Per la terza volta consecutiva la seduta non è riuscita a chiudersi al di sopra della resistenza di 2.892. Inoltre ieri tutta la seduta è stata vissuta col segno negativo e la barra disegnata dall’indice è ribassista.

Nulla di drammatico (-0,21%). Però la certificazione che gli entusiasmi della scorsa settimana appaiono eccessivi e richiedono almeno un po’ di arretramento prima di tentare eventualmente un nuovo decisivo attacco.

Se la questione dei dazi al Messico è stata risolta da Trump con un accordo muscolare ai danni del minuscolo stato centroamericano, molto più ostica si conferma la partita con la Cina. Trump ha nuovamente comunicato la sua convinzione che l’accordo si troverà, riuscendo così ad arginare le perdite di Wall Street. Del resto la mente di Trump non riesce proprio a contemplare ipotesi di sconfitta o anche solo di arretramento delle pretese. Ma le continue minacce ai cinesi e la rigidità negoziale mostrata stanno infastidendo sempre più i cinesi e rendono assai remota la possibilità che al G20 di Osaka a fine mese avvenga l’incontro Trump-Xi per appianare le molte asperità negoziali.

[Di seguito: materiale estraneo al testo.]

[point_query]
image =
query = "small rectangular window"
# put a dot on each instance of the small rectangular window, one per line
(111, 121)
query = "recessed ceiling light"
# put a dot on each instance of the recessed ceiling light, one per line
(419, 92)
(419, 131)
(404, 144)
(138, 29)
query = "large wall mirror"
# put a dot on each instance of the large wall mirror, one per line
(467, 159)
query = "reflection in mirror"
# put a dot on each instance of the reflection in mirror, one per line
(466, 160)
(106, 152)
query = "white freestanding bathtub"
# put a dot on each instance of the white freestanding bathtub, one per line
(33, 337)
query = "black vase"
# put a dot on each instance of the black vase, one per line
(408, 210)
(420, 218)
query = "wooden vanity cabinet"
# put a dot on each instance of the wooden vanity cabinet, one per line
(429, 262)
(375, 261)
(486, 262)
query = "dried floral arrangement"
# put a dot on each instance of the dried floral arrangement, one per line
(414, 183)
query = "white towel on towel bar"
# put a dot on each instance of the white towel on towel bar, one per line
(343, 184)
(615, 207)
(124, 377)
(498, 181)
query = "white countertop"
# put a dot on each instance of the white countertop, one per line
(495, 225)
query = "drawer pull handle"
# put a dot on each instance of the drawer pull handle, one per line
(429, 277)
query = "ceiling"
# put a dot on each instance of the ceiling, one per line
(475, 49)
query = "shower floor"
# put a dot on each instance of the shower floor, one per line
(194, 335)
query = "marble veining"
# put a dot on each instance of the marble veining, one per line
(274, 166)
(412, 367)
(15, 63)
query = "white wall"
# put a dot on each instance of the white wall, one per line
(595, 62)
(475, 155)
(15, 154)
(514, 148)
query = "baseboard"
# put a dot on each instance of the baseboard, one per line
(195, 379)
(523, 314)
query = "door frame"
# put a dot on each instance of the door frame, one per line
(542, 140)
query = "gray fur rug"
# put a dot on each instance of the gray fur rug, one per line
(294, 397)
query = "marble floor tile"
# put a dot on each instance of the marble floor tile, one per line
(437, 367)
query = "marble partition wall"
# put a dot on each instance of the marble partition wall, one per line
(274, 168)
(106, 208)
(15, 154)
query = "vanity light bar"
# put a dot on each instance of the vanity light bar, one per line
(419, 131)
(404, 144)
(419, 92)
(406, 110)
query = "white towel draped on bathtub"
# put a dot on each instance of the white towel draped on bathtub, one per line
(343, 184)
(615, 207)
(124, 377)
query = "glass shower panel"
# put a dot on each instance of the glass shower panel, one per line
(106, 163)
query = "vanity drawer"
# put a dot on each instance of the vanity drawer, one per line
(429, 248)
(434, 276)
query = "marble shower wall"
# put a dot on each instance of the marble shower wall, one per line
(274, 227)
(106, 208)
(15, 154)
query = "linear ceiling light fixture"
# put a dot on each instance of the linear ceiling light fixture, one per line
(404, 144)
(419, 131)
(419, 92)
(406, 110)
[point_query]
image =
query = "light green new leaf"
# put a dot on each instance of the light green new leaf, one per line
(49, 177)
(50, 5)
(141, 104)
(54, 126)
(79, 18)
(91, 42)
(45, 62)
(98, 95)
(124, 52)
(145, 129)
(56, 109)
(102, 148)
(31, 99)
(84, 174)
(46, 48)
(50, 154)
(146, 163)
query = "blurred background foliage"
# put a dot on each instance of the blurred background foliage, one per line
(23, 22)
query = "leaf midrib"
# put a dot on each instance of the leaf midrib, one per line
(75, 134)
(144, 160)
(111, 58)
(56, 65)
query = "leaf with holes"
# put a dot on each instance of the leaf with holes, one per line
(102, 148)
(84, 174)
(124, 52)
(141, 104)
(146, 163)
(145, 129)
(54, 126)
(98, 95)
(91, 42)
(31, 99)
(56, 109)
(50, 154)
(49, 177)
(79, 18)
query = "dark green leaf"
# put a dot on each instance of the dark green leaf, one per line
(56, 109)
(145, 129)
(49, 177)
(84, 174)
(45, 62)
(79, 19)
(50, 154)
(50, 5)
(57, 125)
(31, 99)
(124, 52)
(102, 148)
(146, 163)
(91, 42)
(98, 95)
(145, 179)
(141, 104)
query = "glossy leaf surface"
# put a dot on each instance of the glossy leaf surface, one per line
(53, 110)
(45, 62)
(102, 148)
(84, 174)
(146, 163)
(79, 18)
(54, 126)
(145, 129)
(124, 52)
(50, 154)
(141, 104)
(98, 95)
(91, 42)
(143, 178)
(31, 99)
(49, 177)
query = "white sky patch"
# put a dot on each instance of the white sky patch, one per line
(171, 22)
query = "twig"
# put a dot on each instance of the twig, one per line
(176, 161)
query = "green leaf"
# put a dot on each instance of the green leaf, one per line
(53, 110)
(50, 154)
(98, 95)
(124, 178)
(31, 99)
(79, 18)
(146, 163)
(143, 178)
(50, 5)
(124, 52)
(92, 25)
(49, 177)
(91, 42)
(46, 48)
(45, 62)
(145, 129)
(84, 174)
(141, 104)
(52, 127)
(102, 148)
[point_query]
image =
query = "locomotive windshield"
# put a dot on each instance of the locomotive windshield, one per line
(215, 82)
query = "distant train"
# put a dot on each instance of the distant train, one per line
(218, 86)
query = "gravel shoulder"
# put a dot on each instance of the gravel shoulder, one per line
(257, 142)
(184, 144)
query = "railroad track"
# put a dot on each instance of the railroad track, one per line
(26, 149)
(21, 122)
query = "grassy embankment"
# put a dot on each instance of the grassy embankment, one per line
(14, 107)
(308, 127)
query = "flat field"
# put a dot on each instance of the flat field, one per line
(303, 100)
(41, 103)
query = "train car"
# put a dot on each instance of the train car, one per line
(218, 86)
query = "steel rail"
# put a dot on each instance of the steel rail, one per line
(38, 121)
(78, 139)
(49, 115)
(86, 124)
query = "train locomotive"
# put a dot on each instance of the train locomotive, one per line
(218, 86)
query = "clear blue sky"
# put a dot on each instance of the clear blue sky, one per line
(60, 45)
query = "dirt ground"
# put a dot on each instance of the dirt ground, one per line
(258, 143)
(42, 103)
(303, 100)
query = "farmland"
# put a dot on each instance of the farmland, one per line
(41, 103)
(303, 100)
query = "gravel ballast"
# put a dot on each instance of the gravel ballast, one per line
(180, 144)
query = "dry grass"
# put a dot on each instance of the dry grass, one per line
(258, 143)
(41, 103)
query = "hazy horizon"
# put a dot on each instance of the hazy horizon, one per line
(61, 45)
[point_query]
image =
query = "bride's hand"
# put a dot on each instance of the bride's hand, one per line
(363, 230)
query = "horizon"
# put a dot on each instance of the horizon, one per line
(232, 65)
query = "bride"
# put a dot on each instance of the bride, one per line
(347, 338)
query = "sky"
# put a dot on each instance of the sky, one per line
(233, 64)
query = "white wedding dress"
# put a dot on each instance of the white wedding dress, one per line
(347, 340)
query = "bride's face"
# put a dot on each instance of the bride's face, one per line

Inoltre il settore tecnologico ha perso decisamente smalto rispetto ai mesi passati, pressato dalle sanzioni e dai dazi contro la Cina che ne limitano il business, e dall’aumento delle pressioni delle autorità di controllo sulla questione del trattamento dei dati degli utenti e sulle posizioni monopolistiche delle grandi big del Nasdaq. Infatti ieri il Nasdaq100 (-0,55%) ha perso più dell’indice globale USA.